Der Siwiboden liegt im Norden des Saastales auf dem östlichen Bergabhange. Als sehr vorspringender Bergrücken wird er leicht auch aus beträchtlicher Ferne sicht- und bemerkbar. Er liegt in der Höhe wo die Holzregion aufhört. — Die Gletscher der grossen Eisepoche haben diesen Boden auch bestrichen, doch nur mehr in dünnen Schichten; in kleiner Entfernung nach oben hören die Bergfelsen auf, abgeschliffen zu erscheinen, und sie treten wieder mit scharfen Kanten hervor. Nordwärts dieses grossen Bergrückens, der das Tal bedeutend verengt, fielen die Gletscher beträchtlich; das Schneidende und das Ungeschliffen-sein der Felsen geht tiefer ins Tal herab.

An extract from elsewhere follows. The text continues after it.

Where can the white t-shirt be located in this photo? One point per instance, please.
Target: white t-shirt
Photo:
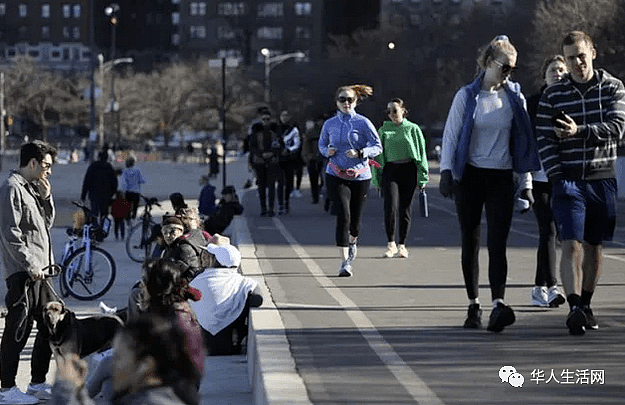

Durch den Mattwaldbach wird der Siwiboden von der Mattwaldalpe getrennt — einer schönen, aber auffallend futterarmen Alpe. Weit ausgedehnte, mit Erde und Rasen wohl belegte Ebenen tragen wie fast kein Gras — mögen zu mager sein. Wenn die neue Wissenschaft solchen magern Weiden etwa auf die Beine helfen könnte, würde sie gewiss grosse Verdienste haben. — Die Sage will diesen Grasmangel einem Fluche zuschreiben, den eine übermütige Bauersfrau, die im Überflusse Gottes Gaben entehrte, dieser einst fetten und fruchtbaren Alpe zugezogen. Auch soll einst immer grosser Zank geherrscht haben in der Abätzung dieser Alpweiden.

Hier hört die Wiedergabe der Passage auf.